亡者の通る道
投稿者:ゲスト 投稿日時 2012/12/16 14:56
立山山中のミクリガ池は、江戸時代、寒の地獄(極寒の苦しみの世界)に見立てられていました。立山曼荼羅には、亡者が池の中に首まで浸かって、もがき苦しむ様子が描かれています。この地獄にまつわる説話を、立山曼荼羅の絵解き台本『立山手引草』(嘉永7年〔1854〕)に基づいて見ていきましょう。

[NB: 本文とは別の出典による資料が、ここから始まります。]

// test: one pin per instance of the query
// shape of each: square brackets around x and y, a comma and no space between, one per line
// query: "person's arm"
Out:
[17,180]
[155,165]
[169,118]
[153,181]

昔、越前国越智の僧侶良慶(小山法師とする説話もある)は、大先逹(修験道修行の指導者)の海弁に導かれ、立山禅定登山を行いました。途中、良慶は地獄谷で寒の地獄を見て、それを百姓家の種井(種をまく前に種籾を浸しておく池や川)のようだと嘲り、口に剣をくわえて池に飛び込むと、向こう岸まで泳いでみせました。
海弁は良慶の傲慢な行動に驚き、自分の不徳でこの不祥事が起きたことを嘆きました。そして、もしこのまま良慶の傲慢な行動を抑えられなければ、立山の名を汚すことになると憂いました。そこで、海弁は降魔(悪魔を退治し降伏させる)の加持祈祷を行い、地元の刀尾神の力も授かり、不動明王が乗り移ったような形で、良慶に言いました。すなわち、おまえ(良慶)が口にくわえていた剣は、実は玉殿窟(立山開山の場所)の大聖阿遮羅尊(不動明王)の秘宝剣であり、地獄池で泳いだとき、その剣の徳で堕地獄を免れたのである。そして、おまえが剣を盗んだことは、あとで詮議することにして、剣を自分に返し、もう一度地獄池に入ってみよと告げました。
これを聞いた良慶は腹を立て、剣の徳を嘲り、それを投げ置いて再び地獄池に飛び込みました。しかし、3巡り目についに地獄へ堕ちてしまいました。ミクリガ池の名は、良慶が池を3度巡ったことに由来します。